Of the 300, the U.S. would first deploy "several small teams of special operators, teams of about a dozen or so each," which would be embedded at the higher headquarters level within the Iraqi Security Forces and possibly at the brigade level of Iraqi forces.
Those forces would "help give us better visibility into that situation on the ground, and to provide information and intelligence that we need to make any follow-on potential decisions regarding military options inside Iraq," a senior administration official said.
The forces will also help Iraqi forces establish joint operations centers and help determine what kind of resources and staffing those centers need.
More than 775 U.S. troops are now authorized for deployment inside Iraq, and the numbers could increase.
Currently, there are between 200 and 300 U.S. forces who are inside Iraq providing security for diplomatic facilities, according to a defense official.
Earlier this week, the president authorized sending 275 additional U.S. forces there. On Thursday, the president authorized up to 300 Army Green Berets to be sent to Iraq.
In addition to the 775 that are authorized to be inside Baghdad, there are more than 30,000 troops in the region in total, the official said, including fixed and rotary wing aircraft.
The official said the 300 would not call in airstrikes, but could assist Iraqis in developing targets and plans for pursuing the Islamic State in Iraq and Syria (ISIS).

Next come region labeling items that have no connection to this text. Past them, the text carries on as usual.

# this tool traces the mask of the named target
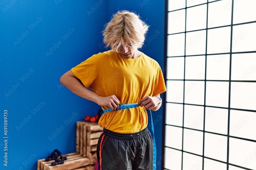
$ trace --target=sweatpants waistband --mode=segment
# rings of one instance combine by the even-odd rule
[[[143,130],[132,134],[123,134],[116,133],[106,129],[103,129],[103,134],[109,137],[118,139],[128,140],[131,139],[138,139],[144,136],[148,132],[147,127]]]

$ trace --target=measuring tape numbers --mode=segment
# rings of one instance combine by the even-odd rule
[[[132,104],[119,104],[119,108],[118,109],[111,110],[110,109],[107,109],[103,111],[104,113],[113,111],[116,111],[120,110],[123,110],[131,108],[134,108],[137,107],[137,103],[134,103]],[[155,134],[154,131],[154,126],[153,124],[153,119],[152,118],[152,114],[151,113],[151,110],[150,111],[150,114],[151,115],[151,125],[152,128],[152,131],[153,132],[153,169],[156,170],[156,141],[155,140]]]

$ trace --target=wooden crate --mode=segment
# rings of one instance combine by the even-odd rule
[[[73,170],[94,170],[94,166],[93,165],[88,165],[81,168],[74,169]]]
[[[95,162],[92,163],[91,159],[88,158],[76,153],[64,155],[63,156],[67,156],[68,159],[67,160],[64,161],[64,163],[54,166],[51,165],[52,162],[55,162],[54,160],[46,162],[45,159],[38,160],[37,161],[37,170],[71,170],[77,169],[76,168],[80,170],[93,169],[91,169],[91,167],[93,166],[91,164]]]
[[[77,122],[77,153],[95,161],[97,145],[103,131],[98,123]]]

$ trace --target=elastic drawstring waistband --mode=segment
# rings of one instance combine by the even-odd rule
[[[140,132],[132,134],[122,134],[115,132],[106,129],[103,129],[103,133],[105,135],[118,139],[129,140],[138,139],[148,132],[147,127]]]

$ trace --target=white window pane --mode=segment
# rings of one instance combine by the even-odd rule
[[[206,3],[207,2],[207,0],[197,0],[197,1],[188,0],[187,1],[187,7],[192,6],[194,5]],[[206,14],[205,15],[206,15]]]
[[[203,81],[185,81],[185,101],[190,104],[203,105],[205,82]]]
[[[164,167],[169,169],[181,169],[181,151],[166,147],[165,151]]]
[[[206,4],[187,9],[186,31],[206,28],[207,7]]]
[[[184,55],[185,53],[185,33],[168,36],[167,55],[168,57]]]
[[[230,110],[229,135],[256,140],[255,123],[256,112]]]
[[[182,128],[165,126],[165,146],[178,149],[182,149]]]
[[[185,31],[185,9],[171,12],[168,14],[168,33]]]
[[[184,106],[184,127],[204,130],[203,106],[185,104]]]
[[[229,85],[228,82],[207,81],[206,104],[228,107]]]
[[[206,80],[229,80],[230,59],[230,54],[207,56]]]
[[[230,27],[208,30],[207,54],[230,52]]]
[[[256,50],[255,30],[256,23],[233,26],[232,52]]]
[[[182,126],[183,124],[183,104],[166,103],[166,123]]]
[[[186,35],[186,55],[205,54],[206,31],[187,33]]]
[[[230,0],[223,0],[209,3],[208,6],[208,28],[230,25],[231,23],[231,8],[225,5]]]
[[[205,107],[205,131],[227,135],[228,112],[227,109]]]
[[[186,152],[183,153],[183,169],[184,170],[202,170],[202,157]]]
[[[184,83],[183,81],[167,81],[167,101],[183,103]]]
[[[227,161],[227,141],[222,143],[224,136],[205,133],[204,155],[223,162]]]
[[[206,32],[205,30],[201,30],[187,33],[186,55],[205,54]]]
[[[216,168],[218,170],[227,170],[227,164],[207,158],[204,161],[204,170],[216,170]]]
[[[203,132],[185,128],[184,129],[183,150],[202,155]]]
[[[184,79],[184,57],[167,58],[169,66],[167,70],[167,79]]]
[[[168,10],[169,11],[184,8],[186,7],[186,0],[169,0],[168,2]]]
[[[256,169],[256,143],[229,138],[229,162],[253,169]]]
[[[203,105],[205,98],[205,82],[203,81],[185,81],[184,103]]]
[[[256,110],[256,83],[231,82],[230,107]]]
[[[205,56],[186,57],[185,59],[185,79],[204,80]]]
[[[256,1],[255,0],[234,1],[233,23],[256,20],[255,6]]]
[[[256,53],[232,55],[231,80],[256,80]]]

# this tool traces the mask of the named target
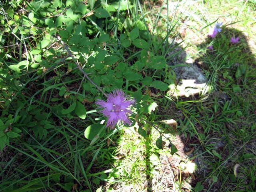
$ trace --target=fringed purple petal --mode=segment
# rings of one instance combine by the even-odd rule
[[[129,108],[135,102],[122,90],[116,90],[108,95],[106,102],[98,100],[96,103],[102,108],[100,112],[108,118],[106,126],[112,129],[119,121],[131,125],[132,121],[128,117],[132,112]]]

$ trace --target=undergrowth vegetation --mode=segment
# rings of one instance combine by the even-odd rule
[[[256,190],[256,3],[156,1],[0,2],[0,191]]]

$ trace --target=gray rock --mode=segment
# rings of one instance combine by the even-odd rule
[[[171,88],[171,95],[188,97],[206,93],[207,80],[202,70],[194,64],[192,58],[186,60],[186,54],[182,48],[175,47],[168,55],[167,64],[173,66],[178,82]]]

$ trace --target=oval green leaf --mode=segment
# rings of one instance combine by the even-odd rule
[[[158,55],[150,58],[148,61],[149,68],[154,69],[161,69],[165,67],[166,60],[163,56]]]
[[[92,140],[97,136],[100,138],[104,134],[103,129],[105,126],[99,123],[92,124],[87,127],[84,131],[84,136],[90,140]]]
[[[68,114],[71,113],[72,111],[74,111],[76,108],[76,102],[74,102],[71,105],[68,107],[68,108],[66,109],[62,109],[61,111],[61,113],[64,115],[66,114]]]
[[[86,110],[84,105],[79,101],[76,102],[76,106],[75,109],[75,113],[78,117],[82,119],[85,119],[86,116]]]
[[[133,42],[133,44],[138,48],[141,49],[149,48],[148,44],[145,40],[142,39],[136,39]]]
[[[166,91],[168,89],[168,85],[161,81],[154,81],[152,83],[152,86],[156,89],[160,89],[161,91]]]

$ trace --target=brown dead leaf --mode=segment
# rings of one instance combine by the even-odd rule
[[[188,151],[187,152],[185,152],[185,154],[187,155],[189,155],[193,152],[194,150],[194,148],[193,147],[189,151]]]
[[[161,122],[165,123],[166,125],[170,126],[175,130],[176,130],[176,129],[177,129],[178,124],[177,123],[176,121],[175,121],[174,119],[164,120],[163,121],[161,121]]]

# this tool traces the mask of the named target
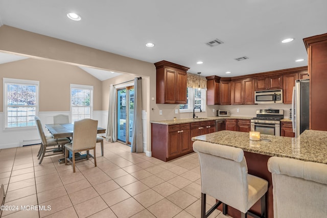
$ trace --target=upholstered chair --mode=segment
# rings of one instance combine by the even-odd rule
[[[53,117],[53,123],[55,124],[68,124],[69,123],[69,117],[67,115],[58,114]]]
[[[44,157],[61,154],[64,151],[63,145],[69,143],[70,140],[67,138],[49,138],[46,137],[43,130],[40,118],[38,116],[35,116],[34,119],[41,141],[38,154],[38,159],[40,159],[39,164],[40,164]],[[58,148],[54,148],[54,147]],[[59,152],[61,152],[59,153]],[[48,154],[45,155],[45,153],[48,153]]]
[[[272,157],[274,218],[327,217],[327,164]]]
[[[241,217],[247,214],[252,217],[266,215],[265,193],[268,182],[248,174],[247,165],[242,149],[201,141],[193,143],[200,161],[201,183],[201,217],[207,217],[221,203],[223,213],[226,205],[241,211]],[[219,201],[206,212],[206,195]],[[262,214],[248,211],[261,200]]]
[[[98,132],[98,120],[84,119],[75,121],[74,124],[73,141],[65,144],[65,164],[68,161],[73,163],[73,169],[75,173],[75,152],[86,151],[86,159],[89,156],[94,159],[95,166],[97,166],[96,145]],[[94,155],[89,153],[93,150]],[[69,152],[72,153],[72,160],[68,158]]]

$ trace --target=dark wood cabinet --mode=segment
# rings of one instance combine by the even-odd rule
[[[295,137],[295,133],[293,132],[292,122],[281,122],[281,136]]]
[[[283,89],[283,75],[269,76],[255,80],[255,91]]]
[[[220,105],[229,105],[231,104],[231,86],[230,78],[220,79],[220,82],[219,83],[219,101]]]
[[[283,102],[284,104],[292,104],[293,88],[295,85],[295,81],[298,78],[297,73],[285,75],[283,78]]]
[[[303,40],[309,55],[310,129],[327,131],[327,33]]]
[[[232,82],[233,105],[254,104],[254,81],[253,79]]]
[[[243,104],[243,81],[232,82],[231,100],[233,105]]]
[[[206,81],[206,104],[214,105],[219,104],[219,79],[217,76],[205,78]]]
[[[251,120],[250,119],[238,119],[237,131],[249,132],[251,131]]]
[[[155,63],[156,103],[186,104],[188,67],[161,61]]]
[[[226,130],[237,131],[237,119],[226,119]]]

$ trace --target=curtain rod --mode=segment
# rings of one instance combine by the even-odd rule
[[[141,77],[137,77],[137,79],[138,79],[138,80],[142,80],[142,78]],[[123,82],[122,83],[117,83],[116,84],[113,85],[113,86],[116,86],[116,85],[118,85],[123,84],[124,84],[124,83],[128,83],[128,82],[130,82],[133,81],[134,81],[134,80],[129,80],[129,81],[128,81]]]

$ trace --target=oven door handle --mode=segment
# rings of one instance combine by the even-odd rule
[[[265,125],[265,124],[254,124],[254,126],[260,126],[261,127],[278,127],[279,126],[279,124],[271,124],[271,125]]]

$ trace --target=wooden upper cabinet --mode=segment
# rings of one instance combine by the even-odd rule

The 300 advisers would have the "necessary protections and authorities to be there," and have "the inherent right of self defense," a second senior administration official on the call said.
If the U.S. sees personnel or its facilities threatened, or a threat emanating from the ISIS that could endanger other U.S. interests or the U.S. homeland, the first official said, it would "reserve the right to take direct action, including military action."